Scientists have high hopes for using “polygenic risk scores” to better understand social and behavioral characteristics such as intelligence and obesity. But much behavioral genetics research has an ugly history and contemporary research risks exacerbating health inequities. A new Hastings Center project is exploring how this research can be done responsibly, in ways that minimize harms and maximize benefits.
Erik Parens, a senior research scholar at The Hastings Center, is leading the three-year project, which is supported by the Robert Wood Johnson Foundation, the Russell Sage Foundation, and the JPB Foundation.
Scientists are already using new techniques to investigate the genetic influences on behaviors and capabilities ranging from various forms of mental illness to educational attainment. This research produces “polygenic risks scores,” which are intended to capture, for any individual, the net effect of hundreds or thousands of genetic variants, each of which alone has just a tiny influence on a given behavior or capability.
Many envision great benefits from polygenic scores – including that they, combined with other factors, could lead to the development of individualized interventions in education, health care, and elsewhere. However, using genetics to explain social and behavioral attributes has an ugly history and is in danger of being appropriated by those who want to say that social and economic inequality is natural and unalterable.
The project will facilitate a frank and rigorous conversation among diverse experts who are hopeful about the benefits of this research and those who have concerns about it. The co-principal investigator is Michelle N. Meyer, an assistant professor at Geisinger. Senior advisors are Vanessa Northington Gamble, of George Washington University, and Paul Appelbaum, of Columbia University College of Physicians and Surgeons.
The working group consists of experts from a range of fields, including behavioral economics, research ethics, genetics, health disparities, medicine, psychology, philosophy, and medical anthropology.

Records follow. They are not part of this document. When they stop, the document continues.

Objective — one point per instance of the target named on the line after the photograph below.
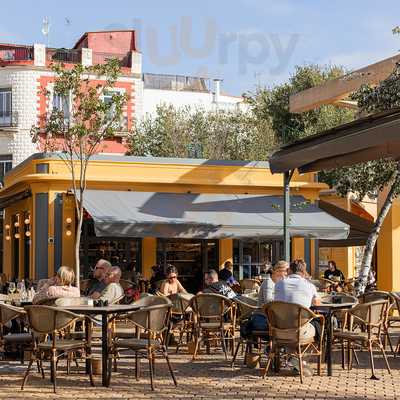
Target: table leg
(329, 336)
(87, 326)
(104, 349)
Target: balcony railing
(176, 82)
(101, 58)
(15, 53)
(8, 119)
(67, 56)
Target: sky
(244, 42)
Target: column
(225, 251)
(149, 255)
(389, 251)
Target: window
(5, 166)
(5, 107)
(62, 103)
(107, 99)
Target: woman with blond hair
(58, 286)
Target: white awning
(206, 216)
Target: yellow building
(39, 216)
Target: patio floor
(209, 377)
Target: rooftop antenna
(46, 29)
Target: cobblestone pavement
(209, 377)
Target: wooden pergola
(371, 138)
(337, 90)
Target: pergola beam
(338, 89)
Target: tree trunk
(78, 240)
(362, 279)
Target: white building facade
(25, 76)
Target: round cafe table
(105, 313)
(329, 305)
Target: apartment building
(25, 74)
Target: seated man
(213, 285)
(113, 290)
(97, 283)
(299, 290)
(226, 274)
(266, 293)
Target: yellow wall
(225, 251)
(389, 251)
(343, 256)
(180, 177)
(149, 255)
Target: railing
(8, 118)
(102, 58)
(13, 53)
(176, 82)
(64, 56)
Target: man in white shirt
(296, 289)
(299, 290)
(113, 290)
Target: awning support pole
(287, 176)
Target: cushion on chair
(347, 335)
(136, 344)
(63, 344)
(216, 325)
(18, 338)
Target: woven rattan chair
(83, 285)
(289, 327)
(249, 284)
(21, 340)
(215, 318)
(395, 319)
(246, 306)
(366, 325)
(182, 316)
(46, 320)
(154, 321)
(377, 295)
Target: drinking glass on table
(11, 287)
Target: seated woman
(333, 273)
(56, 287)
(171, 285)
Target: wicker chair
(395, 319)
(214, 318)
(83, 285)
(378, 295)
(21, 340)
(46, 320)
(249, 284)
(182, 318)
(289, 328)
(366, 324)
(246, 306)
(154, 321)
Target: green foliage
(273, 104)
(196, 133)
(370, 178)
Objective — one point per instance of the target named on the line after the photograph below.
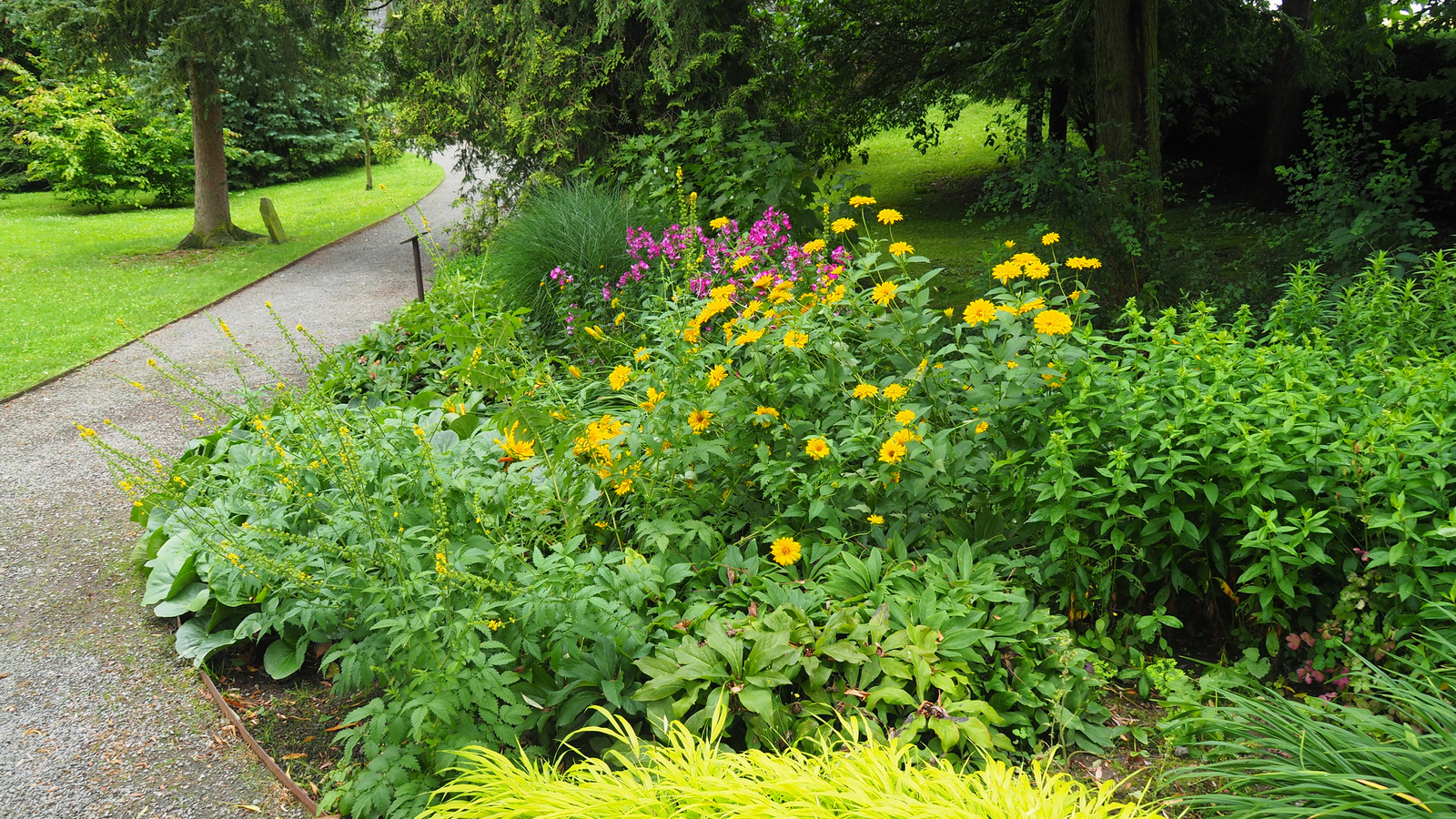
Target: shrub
(686, 774)
(1267, 490)
(1354, 191)
(1405, 310)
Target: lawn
(932, 191)
(67, 274)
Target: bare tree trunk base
(220, 238)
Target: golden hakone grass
(689, 777)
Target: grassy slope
(934, 191)
(67, 274)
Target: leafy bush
(846, 777)
(1358, 194)
(1269, 490)
(1387, 756)
(1404, 314)
(790, 433)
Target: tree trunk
(1288, 101)
(1057, 114)
(211, 215)
(369, 165)
(1036, 113)
(1127, 123)
(1126, 95)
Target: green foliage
(1404, 314)
(1270, 490)
(1388, 755)
(96, 147)
(737, 169)
(844, 775)
(786, 464)
(575, 230)
(979, 666)
(1356, 193)
(116, 266)
(548, 85)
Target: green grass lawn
(932, 191)
(67, 274)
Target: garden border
(226, 296)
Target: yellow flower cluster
(885, 293)
(785, 551)
(1019, 266)
(514, 448)
(1053, 322)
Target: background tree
(194, 46)
(550, 85)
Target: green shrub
(688, 775)
(1390, 755)
(1354, 191)
(1273, 491)
(1404, 309)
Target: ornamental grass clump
(1388, 753)
(692, 777)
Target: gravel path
(98, 719)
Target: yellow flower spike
(785, 551)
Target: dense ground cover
(67, 276)
(763, 484)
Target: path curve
(98, 719)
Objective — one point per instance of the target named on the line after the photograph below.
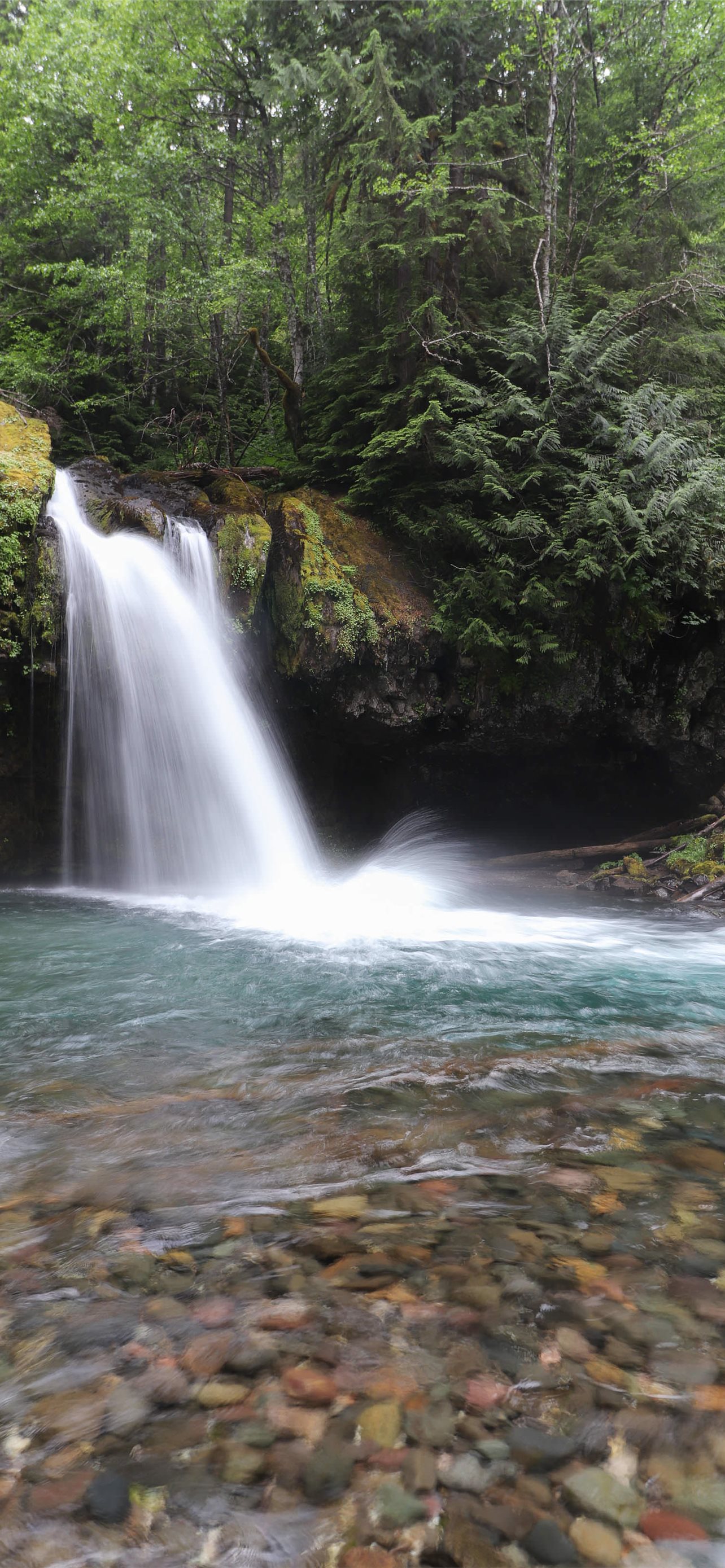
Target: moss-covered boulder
(30, 618)
(25, 484)
(351, 623)
(339, 595)
(244, 538)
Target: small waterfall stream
(173, 781)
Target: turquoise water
(176, 1059)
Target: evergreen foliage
(481, 239)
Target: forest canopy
(462, 259)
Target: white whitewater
(178, 795)
(173, 785)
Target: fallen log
(593, 852)
(700, 893)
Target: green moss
(635, 866)
(319, 593)
(25, 480)
(699, 857)
(244, 546)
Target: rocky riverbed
(510, 1368)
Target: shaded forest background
(481, 243)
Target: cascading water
(173, 783)
(194, 557)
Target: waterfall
(173, 781)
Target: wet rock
(599, 1543)
(109, 1498)
(206, 1354)
(309, 1387)
(547, 1543)
(430, 1424)
(665, 1525)
(506, 1520)
(382, 1423)
(96, 1327)
(468, 1545)
(486, 1393)
(258, 1435)
(573, 1344)
(327, 1474)
(465, 1473)
(537, 1449)
(534, 1490)
(700, 1496)
(220, 1393)
(63, 1495)
(493, 1448)
(394, 1508)
(420, 1470)
(134, 1271)
(128, 1409)
(597, 1492)
(252, 1354)
(685, 1368)
(346, 1206)
(286, 1316)
(73, 1416)
(295, 1421)
(369, 1557)
(242, 1465)
(165, 1385)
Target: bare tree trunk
(456, 181)
(315, 301)
(294, 319)
(217, 336)
(547, 267)
(231, 173)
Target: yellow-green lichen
(317, 592)
(25, 480)
(244, 546)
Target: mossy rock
(244, 545)
(338, 590)
(25, 484)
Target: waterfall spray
(173, 780)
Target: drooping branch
(292, 396)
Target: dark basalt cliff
(343, 634)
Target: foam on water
(180, 797)
(173, 783)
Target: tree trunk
(231, 174)
(550, 159)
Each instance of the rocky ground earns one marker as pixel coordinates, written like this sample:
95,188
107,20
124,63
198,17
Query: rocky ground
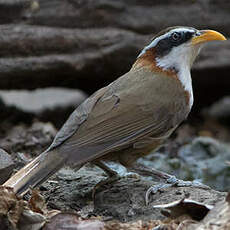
198,150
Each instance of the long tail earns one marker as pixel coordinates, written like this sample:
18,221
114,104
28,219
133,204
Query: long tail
36,172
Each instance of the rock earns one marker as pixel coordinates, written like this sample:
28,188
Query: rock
203,159
123,200
30,140
49,104
87,44
219,110
6,166
40,100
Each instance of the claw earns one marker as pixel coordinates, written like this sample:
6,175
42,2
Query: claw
173,181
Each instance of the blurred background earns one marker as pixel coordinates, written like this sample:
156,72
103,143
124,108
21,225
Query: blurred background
55,53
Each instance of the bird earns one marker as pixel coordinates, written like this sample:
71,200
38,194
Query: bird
130,117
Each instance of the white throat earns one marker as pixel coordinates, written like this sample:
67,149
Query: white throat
181,58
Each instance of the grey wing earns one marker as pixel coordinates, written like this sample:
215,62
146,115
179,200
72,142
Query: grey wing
78,117
117,120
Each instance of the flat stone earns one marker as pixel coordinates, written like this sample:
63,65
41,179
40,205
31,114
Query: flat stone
37,101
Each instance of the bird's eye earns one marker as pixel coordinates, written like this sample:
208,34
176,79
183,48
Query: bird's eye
176,36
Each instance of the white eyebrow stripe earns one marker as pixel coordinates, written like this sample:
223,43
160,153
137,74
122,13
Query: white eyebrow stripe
156,40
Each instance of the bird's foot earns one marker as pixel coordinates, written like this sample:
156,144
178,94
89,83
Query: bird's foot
170,182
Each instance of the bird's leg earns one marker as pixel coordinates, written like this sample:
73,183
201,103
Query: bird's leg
169,180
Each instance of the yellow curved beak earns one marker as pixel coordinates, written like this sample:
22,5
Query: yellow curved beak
206,36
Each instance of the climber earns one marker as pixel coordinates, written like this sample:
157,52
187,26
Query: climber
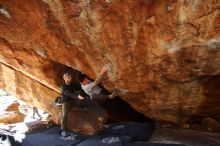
35,111
93,89
71,93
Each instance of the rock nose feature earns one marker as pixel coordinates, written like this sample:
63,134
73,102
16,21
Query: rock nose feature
163,56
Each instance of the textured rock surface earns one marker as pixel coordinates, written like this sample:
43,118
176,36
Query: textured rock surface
163,54
35,94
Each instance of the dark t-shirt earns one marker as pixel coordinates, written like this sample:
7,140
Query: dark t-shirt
71,92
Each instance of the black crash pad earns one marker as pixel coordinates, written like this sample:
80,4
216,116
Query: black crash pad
51,137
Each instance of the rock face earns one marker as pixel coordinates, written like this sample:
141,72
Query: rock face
38,95
163,55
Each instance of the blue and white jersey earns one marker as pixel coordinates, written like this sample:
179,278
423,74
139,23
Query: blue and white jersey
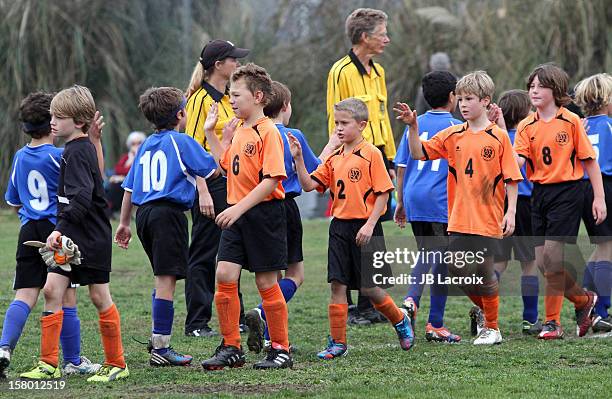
33,182
599,130
525,186
165,168
292,183
425,192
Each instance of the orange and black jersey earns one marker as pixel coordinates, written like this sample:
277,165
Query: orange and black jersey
479,163
256,153
197,109
553,150
354,180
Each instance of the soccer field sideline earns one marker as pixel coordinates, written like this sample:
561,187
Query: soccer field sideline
375,366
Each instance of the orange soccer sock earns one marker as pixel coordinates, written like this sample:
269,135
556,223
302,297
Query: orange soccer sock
51,327
390,310
338,315
228,311
110,330
277,315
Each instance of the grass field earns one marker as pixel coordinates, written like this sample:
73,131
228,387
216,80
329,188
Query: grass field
375,366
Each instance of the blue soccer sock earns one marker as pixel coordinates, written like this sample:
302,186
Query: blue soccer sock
14,320
439,294
163,316
587,279
529,292
70,336
602,276
416,290
288,288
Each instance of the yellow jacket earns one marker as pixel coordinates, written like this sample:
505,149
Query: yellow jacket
348,78
197,108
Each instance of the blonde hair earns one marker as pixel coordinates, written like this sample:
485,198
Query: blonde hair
354,106
594,93
77,103
478,83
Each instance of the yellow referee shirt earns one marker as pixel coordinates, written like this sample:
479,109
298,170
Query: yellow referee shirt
349,78
197,108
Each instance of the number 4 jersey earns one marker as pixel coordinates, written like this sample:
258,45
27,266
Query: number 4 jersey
479,163
165,168
33,182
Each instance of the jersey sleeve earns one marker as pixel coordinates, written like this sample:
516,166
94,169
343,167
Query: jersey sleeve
12,194
381,182
509,165
273,163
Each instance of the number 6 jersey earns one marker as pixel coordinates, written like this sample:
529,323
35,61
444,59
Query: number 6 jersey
33,182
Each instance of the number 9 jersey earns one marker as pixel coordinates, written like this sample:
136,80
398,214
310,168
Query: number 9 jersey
165,168
33,182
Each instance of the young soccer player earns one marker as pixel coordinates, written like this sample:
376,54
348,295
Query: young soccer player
422,200
514,106
32,191
594,96
81,217
552,142
359,187
254,227
162,183
480,161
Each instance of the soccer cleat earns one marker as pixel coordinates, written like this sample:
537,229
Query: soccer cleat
531,328
169,357
599,325
42,371
108,373
334,349
5,360
225,356
205,331
256,324
277,358
411,307
404,331
86,367
476,321
488,336
441,334
583,315
551,330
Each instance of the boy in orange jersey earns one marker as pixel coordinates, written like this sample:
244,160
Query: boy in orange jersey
254,227
480,161
552,142
359,187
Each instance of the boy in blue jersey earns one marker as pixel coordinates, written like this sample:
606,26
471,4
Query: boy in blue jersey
279,110
422,200
514,106
162,183
594,96
32,190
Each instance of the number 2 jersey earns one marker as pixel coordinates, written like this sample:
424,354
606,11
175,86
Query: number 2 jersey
165,168
479,163
33,182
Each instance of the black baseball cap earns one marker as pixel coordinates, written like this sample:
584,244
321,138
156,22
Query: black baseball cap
217,50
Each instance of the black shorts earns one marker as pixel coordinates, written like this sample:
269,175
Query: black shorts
31,270
603,232
556,210
430,235
258,240
294,231
351,265
522,239
163,231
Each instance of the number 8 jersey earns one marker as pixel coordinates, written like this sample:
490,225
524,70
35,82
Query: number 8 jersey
33,182
165,168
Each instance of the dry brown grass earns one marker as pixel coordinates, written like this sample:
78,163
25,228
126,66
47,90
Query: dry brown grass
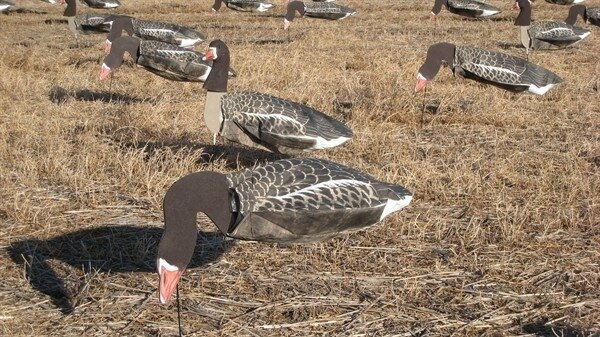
501,239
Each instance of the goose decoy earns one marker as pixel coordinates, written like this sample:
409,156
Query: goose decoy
588,14
102,4
468,8
163,59
284,201
242,5
256,119
502,70
321,10
7,6
546,34
181,36
564,2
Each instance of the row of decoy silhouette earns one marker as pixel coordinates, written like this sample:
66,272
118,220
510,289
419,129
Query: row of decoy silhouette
299,199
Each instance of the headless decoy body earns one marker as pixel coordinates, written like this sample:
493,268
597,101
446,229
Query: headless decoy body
284,201
181,36
589,15
163,59
321,10
565,2
501,70
468,8
243,5
546,34
256,119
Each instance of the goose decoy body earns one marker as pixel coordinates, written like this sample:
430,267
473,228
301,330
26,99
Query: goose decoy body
163,59
321,10
284,201
588,14
546,34
257,119
181,36
243,5
468,8
94,22
564,2
502,70
7,6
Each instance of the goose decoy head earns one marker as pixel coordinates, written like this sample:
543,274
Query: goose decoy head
115,58
436,54
217,79
205,192
292,8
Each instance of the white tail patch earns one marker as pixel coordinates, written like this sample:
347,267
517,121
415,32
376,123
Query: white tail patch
162,263
540,90
394,206
263,7
322,143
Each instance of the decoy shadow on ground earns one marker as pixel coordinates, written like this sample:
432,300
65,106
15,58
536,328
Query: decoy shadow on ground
113,249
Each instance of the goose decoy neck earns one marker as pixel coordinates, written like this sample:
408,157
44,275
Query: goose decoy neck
293,7
71,9
573,12
205,192
437,6
219,74
119,24
121,45
217,5
435,55
524,17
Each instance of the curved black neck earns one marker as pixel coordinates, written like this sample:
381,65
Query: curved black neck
435,55
293,7
205,192
121,45
573,12
117,27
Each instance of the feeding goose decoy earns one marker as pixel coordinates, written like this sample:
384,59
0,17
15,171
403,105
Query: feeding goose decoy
163,59
256,119
502,70
284,201
243,5
321,10
588,14
468,8
545,34
181,36
564,2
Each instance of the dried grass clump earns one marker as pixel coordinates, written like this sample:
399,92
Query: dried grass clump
501,239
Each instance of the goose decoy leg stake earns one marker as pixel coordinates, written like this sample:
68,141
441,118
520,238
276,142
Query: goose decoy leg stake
179,313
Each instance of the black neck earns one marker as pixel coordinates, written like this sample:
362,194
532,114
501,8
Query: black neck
205,192
121,45
219,74
435,55
293,7
117,27
573,12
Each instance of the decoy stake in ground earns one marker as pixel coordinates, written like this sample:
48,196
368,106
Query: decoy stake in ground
291,201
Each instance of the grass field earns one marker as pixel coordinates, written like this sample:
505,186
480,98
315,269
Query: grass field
502,237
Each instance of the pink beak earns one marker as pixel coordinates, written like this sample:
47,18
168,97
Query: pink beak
167,283
421,83
104,72
209,55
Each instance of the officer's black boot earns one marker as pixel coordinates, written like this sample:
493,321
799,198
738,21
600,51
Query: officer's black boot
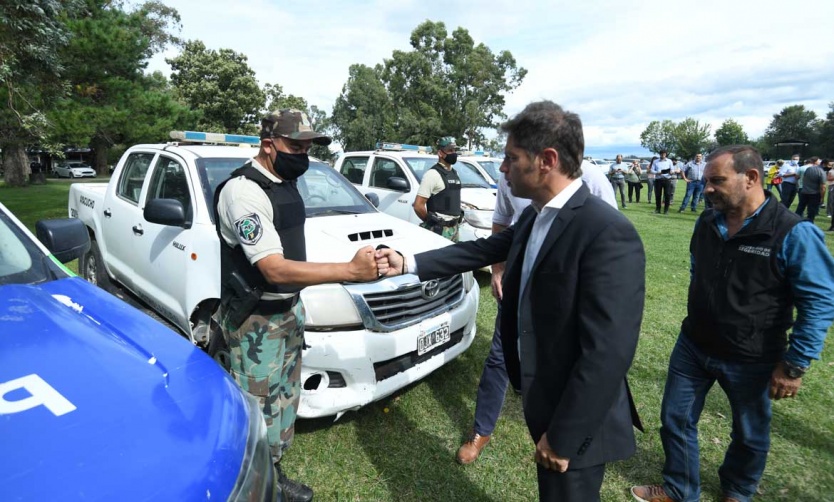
293,490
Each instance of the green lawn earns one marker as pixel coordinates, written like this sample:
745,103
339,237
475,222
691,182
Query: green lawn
403,447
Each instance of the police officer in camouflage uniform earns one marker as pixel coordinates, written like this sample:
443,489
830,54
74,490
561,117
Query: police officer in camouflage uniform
438,198
260,218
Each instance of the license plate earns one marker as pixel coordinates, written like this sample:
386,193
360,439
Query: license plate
434,338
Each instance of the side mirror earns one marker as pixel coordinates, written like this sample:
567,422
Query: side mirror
397,183
167,212
66,238
372,198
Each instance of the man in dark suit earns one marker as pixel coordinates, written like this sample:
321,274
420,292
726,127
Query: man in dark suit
573,288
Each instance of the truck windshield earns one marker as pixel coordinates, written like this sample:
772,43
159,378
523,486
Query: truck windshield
469,176
325,191
21,260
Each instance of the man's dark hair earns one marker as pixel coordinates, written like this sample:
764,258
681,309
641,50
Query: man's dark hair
745,157
545,124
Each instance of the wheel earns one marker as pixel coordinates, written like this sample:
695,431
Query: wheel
91,267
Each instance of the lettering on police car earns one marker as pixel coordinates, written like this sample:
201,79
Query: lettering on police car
249,229
40,394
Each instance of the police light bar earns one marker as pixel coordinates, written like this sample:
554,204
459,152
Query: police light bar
399,147
215,137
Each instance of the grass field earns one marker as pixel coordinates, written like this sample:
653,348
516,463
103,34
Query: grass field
403,447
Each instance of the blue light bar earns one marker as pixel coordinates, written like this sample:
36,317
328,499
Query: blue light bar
384,145
215,137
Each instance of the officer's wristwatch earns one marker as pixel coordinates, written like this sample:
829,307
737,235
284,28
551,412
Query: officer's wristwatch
793,371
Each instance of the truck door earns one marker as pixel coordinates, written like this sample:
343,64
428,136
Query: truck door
397,203
161,260
121,214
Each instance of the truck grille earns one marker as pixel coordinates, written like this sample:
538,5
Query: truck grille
409,304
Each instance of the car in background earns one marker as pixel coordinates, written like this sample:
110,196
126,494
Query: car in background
99,401
73,169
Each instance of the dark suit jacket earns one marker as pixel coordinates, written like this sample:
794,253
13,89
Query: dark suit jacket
587,292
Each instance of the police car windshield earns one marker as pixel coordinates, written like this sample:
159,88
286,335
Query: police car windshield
469,176
21,260
325,191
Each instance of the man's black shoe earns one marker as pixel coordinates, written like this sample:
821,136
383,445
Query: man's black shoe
293,490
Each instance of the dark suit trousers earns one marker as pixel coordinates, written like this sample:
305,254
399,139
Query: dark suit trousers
580,485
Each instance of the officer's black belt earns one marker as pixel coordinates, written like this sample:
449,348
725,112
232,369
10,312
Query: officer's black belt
276,306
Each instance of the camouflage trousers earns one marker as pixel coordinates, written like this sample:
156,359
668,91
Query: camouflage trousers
450,233
266,362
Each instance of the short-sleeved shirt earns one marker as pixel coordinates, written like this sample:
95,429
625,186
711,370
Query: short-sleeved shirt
243,203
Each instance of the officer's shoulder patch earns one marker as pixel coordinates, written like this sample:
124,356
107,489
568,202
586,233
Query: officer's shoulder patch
249,229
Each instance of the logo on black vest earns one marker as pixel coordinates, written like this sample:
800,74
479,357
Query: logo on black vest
249,229
757,250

“Bringing researchers and scholars together to speak over time about ethically fraught and scientifically complex questions is at the heart of The Hastings Center’s mission,” says Parens. “It is a great, if somewhat daunting, honor to lead this initiative.”
Even if this working group cannot reach consensus regarding whether and why various forms of such research are or are not ethically acceptable, it will develop advice for a range of stakeholders about how to conduct the research and disseminate its results in ways that minimize its harms and maximize its benefits.